Main point of Kudrytskyi's statement
Kudrytskyi emphasizes that rolling out large-scale decentralized capacities takes time: technical procedures, procurement and grid connections. Therefore, no significant effect should be expected before the start of the next heating season — at best, the consequences can be partially mitigated.
"Since we are speaking in mid‑February, we have nine months until the next heating season. One can say that we will no longer manage to deploy any significant additional amount of decentralized generating capacity"
— Volodymyr Kudrytskyi, former chairman of the board of NEC "Ukrenergo" (interview with LIGA.net)
What can be achieved in time
According to Kudrytskyi, short-term measures are realistic: fortifying large power plants and substations, and the deployment of 500–600 MW of additional decentralized gas generation. This will not solve the problem radically, but it will reduce the scale of emergency outages in the event of new attacks.
At the same time, the current management of Ukrenergo (Vitalii Zaichenko) estimates the long-term need at roughly 9.5 GW of new generation — gas‑fired power plants, biofuel thermal power plants, energy storage installations and "green" generation. The estimated cost of such a project is over €8 billion. This is a marker for international partners and investors: the speed of financing will determine how quickly the country's energy resilience grows.
Context of attacks on the energy sector
Since autumn 2025, Russia has systematically attacked Ukraine's energy infrastructure with massive missile and drone strikes; the peak fell in January–February 2026 during an unusually cold winter. According to President Volodymyr Zelensky, on territory under government control there are practically no large power plants that have not been shelled (excluding nuclear).
"Accordingly, if strikes of the same intensity as during this winter continue, and similar severe frosts recur, the next winter will also be difficult"
— Volodymyr Kudrytskyi, former chairman of the board of NEC "Ukrenergo" (interview with LIGA.net)
How realistic the plan is and what comes next
The realistic plan has two components: short operational steps (fortifications and 500–600 MW of gas generation) and a medium‑term program of 9.5 GW over roughly 2–3 years. The first provides local risk mitigation; the second — a fundamental increase in network resilience. The questions are the speed of financing, procurement logistics and investors' willingness to operate under wartime conditions.
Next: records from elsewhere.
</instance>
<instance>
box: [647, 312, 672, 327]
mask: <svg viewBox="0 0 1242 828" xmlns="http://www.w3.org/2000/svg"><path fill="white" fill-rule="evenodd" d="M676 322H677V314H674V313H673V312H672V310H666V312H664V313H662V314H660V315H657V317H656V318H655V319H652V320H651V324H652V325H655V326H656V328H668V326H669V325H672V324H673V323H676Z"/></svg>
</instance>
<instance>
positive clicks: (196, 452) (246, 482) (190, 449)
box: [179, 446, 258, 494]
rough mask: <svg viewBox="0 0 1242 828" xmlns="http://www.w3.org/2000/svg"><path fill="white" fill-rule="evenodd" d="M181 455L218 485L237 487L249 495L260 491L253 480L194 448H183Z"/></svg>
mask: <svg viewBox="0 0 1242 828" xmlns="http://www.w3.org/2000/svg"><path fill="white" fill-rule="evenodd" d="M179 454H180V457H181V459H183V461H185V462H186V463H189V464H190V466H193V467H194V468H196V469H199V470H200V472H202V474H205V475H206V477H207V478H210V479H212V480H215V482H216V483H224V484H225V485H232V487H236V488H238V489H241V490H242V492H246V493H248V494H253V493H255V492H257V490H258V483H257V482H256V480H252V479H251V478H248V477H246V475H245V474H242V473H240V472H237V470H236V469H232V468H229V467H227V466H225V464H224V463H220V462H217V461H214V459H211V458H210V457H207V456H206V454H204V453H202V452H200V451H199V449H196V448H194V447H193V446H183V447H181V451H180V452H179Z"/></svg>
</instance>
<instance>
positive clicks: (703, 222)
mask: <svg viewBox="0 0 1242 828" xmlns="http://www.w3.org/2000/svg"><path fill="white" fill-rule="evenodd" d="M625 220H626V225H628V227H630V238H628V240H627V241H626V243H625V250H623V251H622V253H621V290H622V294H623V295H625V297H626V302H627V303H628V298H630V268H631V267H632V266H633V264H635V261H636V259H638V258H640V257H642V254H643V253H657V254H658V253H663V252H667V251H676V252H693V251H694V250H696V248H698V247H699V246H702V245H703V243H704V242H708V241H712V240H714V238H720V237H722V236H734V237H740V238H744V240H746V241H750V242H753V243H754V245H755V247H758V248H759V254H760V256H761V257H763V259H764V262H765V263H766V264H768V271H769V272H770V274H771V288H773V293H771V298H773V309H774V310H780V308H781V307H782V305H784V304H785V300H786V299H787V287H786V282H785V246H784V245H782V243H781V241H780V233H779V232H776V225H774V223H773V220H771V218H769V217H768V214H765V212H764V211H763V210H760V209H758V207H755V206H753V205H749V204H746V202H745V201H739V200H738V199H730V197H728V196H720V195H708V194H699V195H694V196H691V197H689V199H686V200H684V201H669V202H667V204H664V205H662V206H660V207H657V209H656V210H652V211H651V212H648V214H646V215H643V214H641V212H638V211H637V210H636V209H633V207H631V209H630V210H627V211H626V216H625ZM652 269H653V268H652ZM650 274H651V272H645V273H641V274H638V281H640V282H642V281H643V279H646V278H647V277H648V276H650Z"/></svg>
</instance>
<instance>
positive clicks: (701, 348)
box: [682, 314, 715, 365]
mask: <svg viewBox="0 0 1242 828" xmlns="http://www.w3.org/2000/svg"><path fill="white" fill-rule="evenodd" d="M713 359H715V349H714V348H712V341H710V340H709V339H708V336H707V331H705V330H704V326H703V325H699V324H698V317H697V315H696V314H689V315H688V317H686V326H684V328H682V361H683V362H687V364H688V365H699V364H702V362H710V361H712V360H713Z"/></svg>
Energy market experts and Ukrenergo's leadership agree: it is impossible to completely avoid risks in the short term, but it makes sense to concentrate on measures that deliver the maximum effect in the shortest possible time.
Conclusion
The scenario for next winter depends on two things: the intensity of the strikes and the speed of implementation of protective and generation projects. The question for international partners and the market is whether they are ready to transform political declarations into financial and technical solutions quickly and at scale. Without that, the coming heating season will remain a test for infrastructure and society.